Why Unqualified Voices Came to Dominate Japan’s Public Airwaves— The Structural Root of a National Failure —
This essay argues that Japan’s current political and media crisis stems from allowing non-journalists to dominate prime-time news programs. By examining the careers and limitations of prominent TV anchors, the author shows how public broadcasting became dangerously susceptible to manipulation by foreign governments and intelligence operations.
February 13, 2016
The following continues the chapter titled, “Under the Guise of Being Guardians of Democracy, They Mislead the Nation and Constantly Weaken Its National Power.”
Recently, TBS’s News 23 has seen Zenba return as its main newscaster. Her replacement had already been decided, and she is apparently set to become the host of Hōdō Tokushū, a program whose sheer awfulness once left me astonished.
Given that her counterpart is Kishii, it goes without saying that such a program is impossible to watch seriously. Above all, it represents the ultimate example of biased reporting worthy of having its broadcasting license revoked.
The other day, I watched briefly because she was interviewing Hideaki Noda. Frankly speaking, it was an utterly bland affair. What she wanted to tell viewers was simply this: “We graduated from the University of Tokyo.” That, in truth, was the extent of her reason for being. Her existence as a broadcaster rests on nothing more than that lamentable fact.
The same applies entirely to Furuta. Fundamentally, neither of them has lived a life as a journalist. To compare them with Masayuki Takayama—who can fairly be called the greatest journalist of the postwar world—would be absurdly unfair to both sides.
Zenba was merely an NHK announcer. Furuta, as everyone knows, gained some fame through professional wrestling commentary.
It is no exaggeration to say that all the root causes of the crisis Japan now faces lie in the fact that people like these have been allowed to speak about Japanese and global politics on news programs watched by vast numbers of citizens, broadcast over public airwaves.
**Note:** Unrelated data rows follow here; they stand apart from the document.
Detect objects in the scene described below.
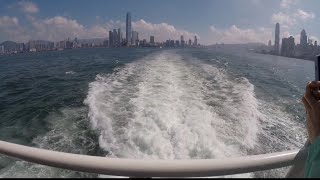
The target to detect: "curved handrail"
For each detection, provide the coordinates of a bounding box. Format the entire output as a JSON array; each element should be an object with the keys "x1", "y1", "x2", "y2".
[{"x1": 0, "y1": 141, "x2": 299, "y2": 177}]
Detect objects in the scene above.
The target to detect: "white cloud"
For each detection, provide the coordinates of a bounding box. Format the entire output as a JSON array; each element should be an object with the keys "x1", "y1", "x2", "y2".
[
  {"x1": 0, "y1": 16, "x2": 29, "y2": 42},
  {"x1": 294, "y1": 9, "x2": 315, "y2": 21},
  {"x1": 17, "y1": 1, "x2": 39, "y2": 13},
  {"x1": 280, "y1": 0, "x2": 299, "y2": 9},
  {"x1": 132, "y1": 19, "x2": 200, "y2": 42},
  {"x1": 208, "y1": 25, "x2": 272, "y2": 44},
  {"x1": 15, "y1": 15, "x2": 200, "y2": 42},
  {"x1": 271, "y1": 12, "x2": 297, "y2": 26},
  {"x1": 271, "y1": 9, "x2": 315, "y2": 28}
]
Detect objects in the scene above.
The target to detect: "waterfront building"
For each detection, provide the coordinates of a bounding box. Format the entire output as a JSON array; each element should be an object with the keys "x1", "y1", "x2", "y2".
[
  {"x1": 109, "y1": 31, "x2": 113, "y2": 47},
  {"x1": 281, "y1": 36, "x2": 295, "y2": 57},
  {"x1": 150, "y1": 36, "x2": 154, "y2": 44},
  {"x1": 117, "y1": 28, "x2": 121, "y2": 46},
  {"x1": 274, "y1": 23, "x2": 280, "y2": 54},
  {"x1": 126, "y1": 12, "x2": 132, "y2": 46},
  {"x1": 170, "y1": 40, "x2": 174, "y2": 47},
  {"x1": 112, "y1": 29, "x2": 118, "y2": 46},
  {"x1": 180, "y1": 36, "x2": 185, "y2": 47},
  {"x1": 132, "y1": 31, "x2": 139, "y2": 46},
  {"x1": 308, "y1": 39, "x2": 313, "y2": 45},
  {"x1": 175, "y1": 40, "x2": 180, "y2": 47},
  {"x1": 300, "y1": 29, "x2": 308, "y2": 49}
]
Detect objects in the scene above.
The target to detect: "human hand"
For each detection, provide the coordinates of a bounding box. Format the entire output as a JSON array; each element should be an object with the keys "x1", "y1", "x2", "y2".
[{"x1": 302, "y1": 81, "x2": 320, "y2": 144}]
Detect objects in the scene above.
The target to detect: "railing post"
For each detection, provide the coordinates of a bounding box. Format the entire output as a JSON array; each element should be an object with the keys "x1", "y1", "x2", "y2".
[{"x1": 286, "y1": 141, "x2": 310, "y2": 178}]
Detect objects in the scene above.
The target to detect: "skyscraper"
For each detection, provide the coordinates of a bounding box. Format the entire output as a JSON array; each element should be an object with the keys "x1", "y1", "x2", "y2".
[
  {"x1": 300, "y1": 29, "x2": 308, "y2": 48},
  {"x1": 194, "y1": 36, "x2": 198, "y2": 46},
  {"x1": 132, "y1": 31, "x2": 139, "y2": 46},
  {"x1": 150, "y1": 36, "x2": 154, "y2": 44},
  {"x1": 109, "y1": 31, "x2": 113, "y2": 47},
  {"x1": 126, "y1": 12, "x2": 132, "y2": 46},
  {"x1": 274, "y1": 23, "x2": 280, "y2": 54},
  {"x1": 281, "y1": 36, "x2": 295, "y2": 57},
  {"x1": 112, "y1": 29, "x2": 118, "y2": 46},
  {"x1": 117, "y1": 28, "x2": 121, "y2": 46},
  {"x1": 180, "y1": 36, "x2": 185, "y2": 47}
]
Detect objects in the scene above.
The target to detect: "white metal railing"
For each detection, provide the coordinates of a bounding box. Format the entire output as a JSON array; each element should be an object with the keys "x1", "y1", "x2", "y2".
[{"x1": 0, "y1": 141, "x2": 304, "y2": 177}]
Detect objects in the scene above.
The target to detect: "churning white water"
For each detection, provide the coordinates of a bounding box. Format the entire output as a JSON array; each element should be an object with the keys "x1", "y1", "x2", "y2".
[{"x1": 85, "y1": 52, "x2": 260, "y2": 165}]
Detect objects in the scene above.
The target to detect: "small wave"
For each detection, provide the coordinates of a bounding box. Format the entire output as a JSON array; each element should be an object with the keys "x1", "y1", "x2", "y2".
[
  {"x1": 65, "y1": 71, "x2": 76, "y2": 75},
  {"x1": 85, "y1": 53, "x2": 259, "y2": 169}
]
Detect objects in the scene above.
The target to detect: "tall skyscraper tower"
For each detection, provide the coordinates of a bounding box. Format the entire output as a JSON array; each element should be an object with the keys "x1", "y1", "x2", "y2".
[
  {"x1": 274, "y1": 23, "x2": 280, "y2": 54},
  {"x1": 117, "y1": 28, "x2": 122, "y2": 46},
  {"x1": 300, "y1": 29, "x2": 308, "y2": 48},
  {"x1": 180, "y1": 36, "x2": 185, "y2": 47},
  {"x1": 150, "y1": 36, "x2": 154, "y2": 44},
  {"x1": 126, "y1": 12, "x2": 132, "y2": 45},
  {"x1": 109, "y1": 31, "x2": 113, "y2": 47}
]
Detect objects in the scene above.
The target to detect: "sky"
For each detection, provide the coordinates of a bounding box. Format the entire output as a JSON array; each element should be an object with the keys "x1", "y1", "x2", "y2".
[{"x1": 0, "y1": 0, "x2": 320, "y2": 45}]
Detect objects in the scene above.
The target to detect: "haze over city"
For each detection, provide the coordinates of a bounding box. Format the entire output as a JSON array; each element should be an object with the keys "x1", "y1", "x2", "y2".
[{"x1": 0, "y1": 0, "x2": 320, "y2": 45}]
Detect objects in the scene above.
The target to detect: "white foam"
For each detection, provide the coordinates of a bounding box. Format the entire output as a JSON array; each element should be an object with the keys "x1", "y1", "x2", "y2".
[{"x1": 85, "y1": 52, "x2": 260, "y2": 169}]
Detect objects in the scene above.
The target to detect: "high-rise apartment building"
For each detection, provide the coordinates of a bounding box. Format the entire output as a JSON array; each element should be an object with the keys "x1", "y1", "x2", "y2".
[
  {"x1": 274, "y1": 23, "x2": 280, "y2": 54},
  {"x1": 126, "y1": 12, "x2": 132, "y2": 45}
]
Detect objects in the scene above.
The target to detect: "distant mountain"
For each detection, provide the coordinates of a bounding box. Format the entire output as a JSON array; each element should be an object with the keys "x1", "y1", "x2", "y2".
[{"x1": 0, "y1": 41, "x2": 17, "y2": 51}]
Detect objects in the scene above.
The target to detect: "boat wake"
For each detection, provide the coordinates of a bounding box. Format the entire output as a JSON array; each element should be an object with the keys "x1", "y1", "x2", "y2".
[{"x1": 85, "y1": 52, "x2": 260, "y2": 162}]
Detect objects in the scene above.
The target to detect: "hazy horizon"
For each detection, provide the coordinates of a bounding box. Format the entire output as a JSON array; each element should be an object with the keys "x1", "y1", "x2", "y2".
[{"x1": 0, "y1": 0, "x2": 320, "y2": 45}]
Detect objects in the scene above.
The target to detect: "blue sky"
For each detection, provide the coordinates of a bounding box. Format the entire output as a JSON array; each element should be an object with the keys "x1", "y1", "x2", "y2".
[{"x1": 0, "y1": 0, "x2": 320, "y2": 44}]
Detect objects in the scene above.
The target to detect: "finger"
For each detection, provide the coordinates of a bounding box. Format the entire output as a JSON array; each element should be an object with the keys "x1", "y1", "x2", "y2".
[
  {"x1": 307, "y1": 81, "x2": 320, "y2": 89},
  {"x1": 302, "y1": 97, "x2": 311, "y2": 112},
  {"x1": 304, "y1": 90, "x2": 318, "y2": 107}
]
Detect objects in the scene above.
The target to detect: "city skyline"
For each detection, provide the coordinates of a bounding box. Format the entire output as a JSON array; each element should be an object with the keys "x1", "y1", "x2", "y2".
[{"x1": 0, "y1": 0, "x2": 320, "y2": 45}]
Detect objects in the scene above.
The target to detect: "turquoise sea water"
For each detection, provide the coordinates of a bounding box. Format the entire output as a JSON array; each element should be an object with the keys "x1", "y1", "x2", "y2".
[{"x1": 0, "y1": 48, "x2": 314, "y2": 177}]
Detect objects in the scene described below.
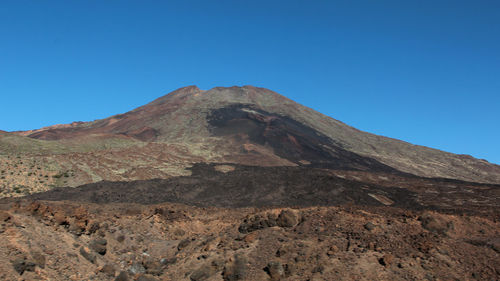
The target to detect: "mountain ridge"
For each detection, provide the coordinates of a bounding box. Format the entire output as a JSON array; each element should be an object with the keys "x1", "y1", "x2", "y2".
[{"x1": 0, "y1": 85, "x2": 500, "y2": 195}]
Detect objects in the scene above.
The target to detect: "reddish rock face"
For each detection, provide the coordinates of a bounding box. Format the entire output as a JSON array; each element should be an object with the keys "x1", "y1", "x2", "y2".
[{"x1": 0, "y1": 86, "x2": 500, "y2": 280}]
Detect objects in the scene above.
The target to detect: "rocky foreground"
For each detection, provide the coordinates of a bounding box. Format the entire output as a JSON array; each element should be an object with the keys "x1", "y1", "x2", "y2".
[{"x1": 0, "y1": 199, "x2": 500, "y2": 281}]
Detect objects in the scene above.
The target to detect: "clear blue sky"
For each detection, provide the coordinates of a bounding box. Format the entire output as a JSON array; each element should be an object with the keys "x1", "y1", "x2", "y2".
[{"x1": 0, "y1": 0, "x2": 500, "y2": 163}]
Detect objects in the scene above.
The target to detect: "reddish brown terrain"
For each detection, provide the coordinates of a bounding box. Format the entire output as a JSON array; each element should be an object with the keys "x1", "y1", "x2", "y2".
[{"x1": 0, "y1": 86, "x2": 500, "y2": 281}]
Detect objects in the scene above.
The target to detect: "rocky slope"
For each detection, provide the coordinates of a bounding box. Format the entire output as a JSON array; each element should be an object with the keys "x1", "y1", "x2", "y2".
[
  {"x1": 0, "y1": 200, "x2": 500, "y2": 281},
  {"x1": 4, "y1": 86, "x2": 500, "y2": 188},
  {"x1": 0, "y1": 86, "x2": 500, "y2": 281}
]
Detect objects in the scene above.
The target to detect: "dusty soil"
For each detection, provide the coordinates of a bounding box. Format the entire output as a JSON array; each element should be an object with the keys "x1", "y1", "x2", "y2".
[{"x1": 0, "y1": 199, "x2": 500, "y2": 280}]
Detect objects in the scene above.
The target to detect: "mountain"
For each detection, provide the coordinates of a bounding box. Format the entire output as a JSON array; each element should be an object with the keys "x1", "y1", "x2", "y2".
[
  {"x1": 0, "y1": 86, "x2": 500, "y2": 281},
  {"x1": 3, "y1": 86, "x2": 500, "y2": 187}
]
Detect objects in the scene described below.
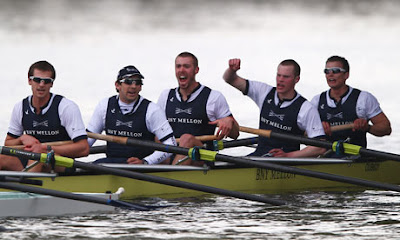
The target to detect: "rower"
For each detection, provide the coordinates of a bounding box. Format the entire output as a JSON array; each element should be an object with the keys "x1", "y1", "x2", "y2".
[
  {"x1": 223, "y1": 59, "x2": 325, "y2": 157},
  {"x1": 311, "y1": 56, "x2": 392, "y2": 156}
]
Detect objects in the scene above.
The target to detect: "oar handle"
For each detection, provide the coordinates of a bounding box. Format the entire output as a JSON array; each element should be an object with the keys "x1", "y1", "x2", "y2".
[
  {"x1": 6, "y1": 141, "x2": 73, "y2": 149},
  {"x1": 176, "y1": 135, "x2": 217, "y2": 143},
  {"x1": 87, "y1": 132, "x2": 128, "y2": 145},
  {"x1": 239, "y1": 126, "x2": 271, "y2": 138},
  {"x1": 331, "y1": 123, "x2": 354, "y2": 132}
]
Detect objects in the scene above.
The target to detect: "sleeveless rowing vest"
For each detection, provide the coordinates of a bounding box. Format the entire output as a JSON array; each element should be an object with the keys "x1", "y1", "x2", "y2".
[
  {"x1": 318, "y1": 88, "x2": 367, "y2": 147},
  {"x1": 105, "y1": 96, "x2": 154, "y2": 159},
  {"x1": 22, "y1": 95, "x2": 71, "y2": 142},
  {"x1": 252, "y1": 87, "x2": 306, "y2": 156},
  {"x1": 165, "y1": 87, "x2": 215, "y2": 138}
]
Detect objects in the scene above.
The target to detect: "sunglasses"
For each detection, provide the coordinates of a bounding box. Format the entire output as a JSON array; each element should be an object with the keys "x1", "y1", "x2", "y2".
[
  {"x1": 119, "y1": 78, "x2": 143, "y2": 86},
  {"x1": 29, "y1": 76, "x2": 54, "y2": 84},
  {"x1": 324, "y1": 67, "x2": 347, "y2": 74}
]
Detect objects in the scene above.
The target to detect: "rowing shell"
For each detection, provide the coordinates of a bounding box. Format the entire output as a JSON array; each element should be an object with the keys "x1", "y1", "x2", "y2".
[
  {"x1": 0, "y1": 188, "x2": 124, "y2": 218},
  {"x1": 0, "y1": 158, "x2": 400, "y2": 199}
]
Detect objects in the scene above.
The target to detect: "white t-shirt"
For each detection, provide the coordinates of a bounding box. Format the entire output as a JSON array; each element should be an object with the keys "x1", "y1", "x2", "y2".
[
  {"x1": 87, "y1": 97, "x2": 176, "y2": 164},
  {"x1": 247, "y1": 80, "x2": 325, "y2": 138},
  {"x1": 157, "y1": 85, "x2": 232, "y2": 121},
  {"x1": 311, "y1": 86, "x2": 382, "y2": 120}
]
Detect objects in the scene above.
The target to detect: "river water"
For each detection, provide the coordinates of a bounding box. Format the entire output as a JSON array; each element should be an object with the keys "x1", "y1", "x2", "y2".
[{"x1": 0, "y1": 0, "x2": 400, "y2": 239}]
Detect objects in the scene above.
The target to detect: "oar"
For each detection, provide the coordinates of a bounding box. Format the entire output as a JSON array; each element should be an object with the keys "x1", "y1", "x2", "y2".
[
  {"x1": 0, "y1": 182, "x2": 154, "y2": 211},
  {"x1": 176, "y1": 135, "x2": 217, "y2": 143},
  {"x1": 86, "y1": 134, "x2": 400, "y2": 192},
  {"x1": 7, "y1": 141, "x2": 73, "y2": 149},
  {"x1": 0, "y1": 145, "x2": 286, "y2": 205},
  {"x1": 331, "y1": 123, "x2": 354, "y2": 132},
  {"x1": 207, "y1": 137, "x2": 258, "y2": 151},
  {"x1": 239, "y1": 126, "x2": 400, "y2": 161},
  {"x1": 87, "y1": 135, "x2": 217, "y2": 154}
]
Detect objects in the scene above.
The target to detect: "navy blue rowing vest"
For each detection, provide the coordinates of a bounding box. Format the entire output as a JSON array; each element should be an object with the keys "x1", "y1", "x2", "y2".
[
  {"x1": 105, "y1": 96, "x2": 154, "y2": 159},
  {"x1": 252, "y1": 87, "x2": 306, "y2": 156},
  {"x1": 165, "y1": 87, "x2": 215, "y2": 138},
  {"x1": 318, "y1": 88, "x2": 367, "y2": 147},
  {"x1": 22, "y1": 95, "x2": 71, "y2": 142}
]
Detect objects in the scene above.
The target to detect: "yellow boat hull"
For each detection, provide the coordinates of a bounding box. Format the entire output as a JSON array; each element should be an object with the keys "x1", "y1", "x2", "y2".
[{"x1": 5, "y1": 161, "x2": 400, "y2": 199}]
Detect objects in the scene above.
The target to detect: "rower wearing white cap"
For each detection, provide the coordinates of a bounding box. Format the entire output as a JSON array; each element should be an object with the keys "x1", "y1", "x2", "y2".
[{"x1": 87, "y1": 65, "x2": 176, "y2": 164}]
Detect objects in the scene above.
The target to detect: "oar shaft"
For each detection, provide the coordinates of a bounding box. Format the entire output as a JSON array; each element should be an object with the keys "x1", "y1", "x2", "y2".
[
  {"x1": 7, "y1": 141, "x2": 73, "y2": 149},
  {"x1": 87, "y1": 131, "x2": 400, "y2": 192},
  {"x1": 223, "y1": 137, "x2": 258, "y2": 148},
  {"x1": 240, "y1": 127, "x2": 400, "y2": 161},
  {"x1": 74, "y1": 161, "x2": 286, "y2": 205},
  {"x1": 0, "y1": 145, "x2": 286, "y2": 205}
]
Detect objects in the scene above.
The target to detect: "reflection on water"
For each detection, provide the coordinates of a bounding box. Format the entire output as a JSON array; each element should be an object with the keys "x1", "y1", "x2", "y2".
[
  {"x1": 0, "y1": 191, "x2": 400, "y2": 239},
  {"x1": 0, "y1": 0, "x2": 400, "y2": 239}
]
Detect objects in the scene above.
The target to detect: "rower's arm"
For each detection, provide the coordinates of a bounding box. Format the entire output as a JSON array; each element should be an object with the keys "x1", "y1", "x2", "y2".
[
  {"x1": 223, "y1": 58, "x2": 246, "y2": 93},
  {"x1": 368, "y1": 112, "x2": 392, "y2": 137}
]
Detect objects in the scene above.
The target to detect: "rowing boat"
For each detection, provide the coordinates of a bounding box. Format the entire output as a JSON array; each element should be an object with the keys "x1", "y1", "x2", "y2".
[
  {"x1": 0, "y1": 188, "x2": 124, "y2": 218},
  {"x1": 1, "y1": 158, "x2": 400, "y2": 199}
]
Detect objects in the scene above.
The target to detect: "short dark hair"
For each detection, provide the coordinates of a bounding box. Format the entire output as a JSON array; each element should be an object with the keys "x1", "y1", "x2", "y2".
[
  {"x1": 326, "y1": 55, "x2": 350, "y2": 72},
  {"x1": 279, "y1": 59, "x2": 301, "y2": 77},
  {"x1": 176, "y1": 52, "x2": 199, "y2": 67},
  {"x1": 28, "y1": 61, "x2": 56, "y2": 79}
]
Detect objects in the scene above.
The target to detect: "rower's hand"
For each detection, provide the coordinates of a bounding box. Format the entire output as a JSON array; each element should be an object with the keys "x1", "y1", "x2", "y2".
[
  {"x1": 353, "y1": 118, "x2": 369, "y2": 132},
  {"x1": 268, "y1": 148, "x2": 288, "y2": 157},
  {"x1": 322, "y1": 122, "x2": 332, "y2": 136},
  {"x1": 229, "y1": 58, "x2": 240, "y2": 72},
  {"x1": 24, "y1": 142, "x2": 47, "y2": 153},
  {"x1": 209, "y1": 117, "x2": 234, "y2": 140},
  {"x1": 19, "y1": 134, "x2": 40, "y2": 151},
  {"x1": 126, "y1": 157, "x2": 143, "y2": 164}
]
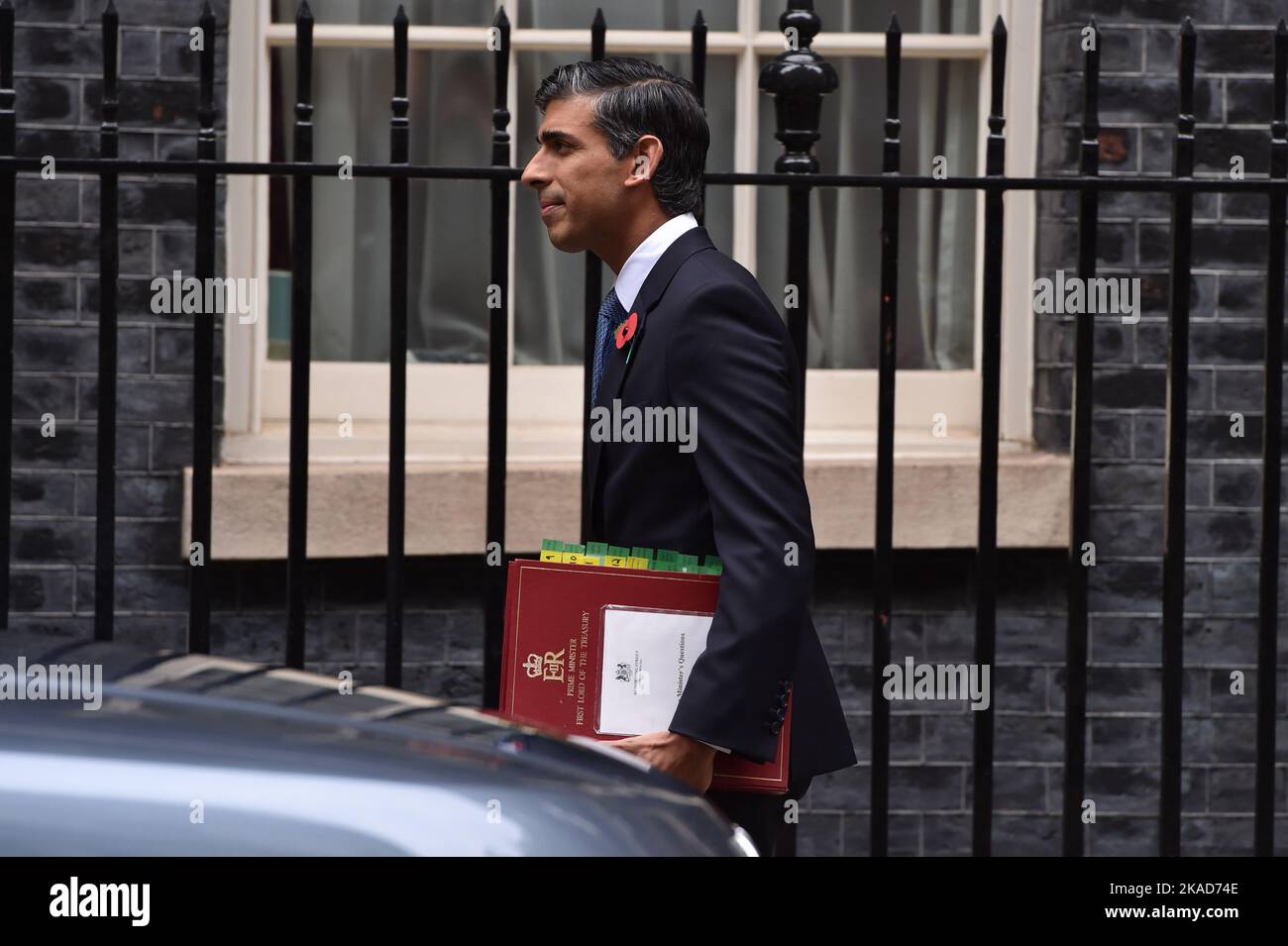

While watching the aforementioned dialogue between Zenba and Noda, I realized something.
People like Furuta and Zenba—who are not journalists in any true sense—ultimately retreat to places that serve as their last refuge and justification for existence. In Furuta’s case, it is his connections with celebrities such as Sayuri Yoshinaga and Takuro Yoshida. In Zenba’s case, it is placing University of Tokyo graduates, whether entertainers or academics, beside her and engaging in conversation.
To allow such people to continue discussing political and international realities—where boundless ambition, power hunger, greed, intrigue, and highly sophisticated intelligence operations are unfolding day and night—is to reveal just how childish and intellectually deficient Japan’s media has become.
For the governments of South Korea or China, or for the CIA, there could hardly be a more easily manipulated target anywhere in the world—except, perhaps, for certain individuals such as Alexis Dudden and Carol Gluck in the United States, and some influential newspapers and journalists in Germany.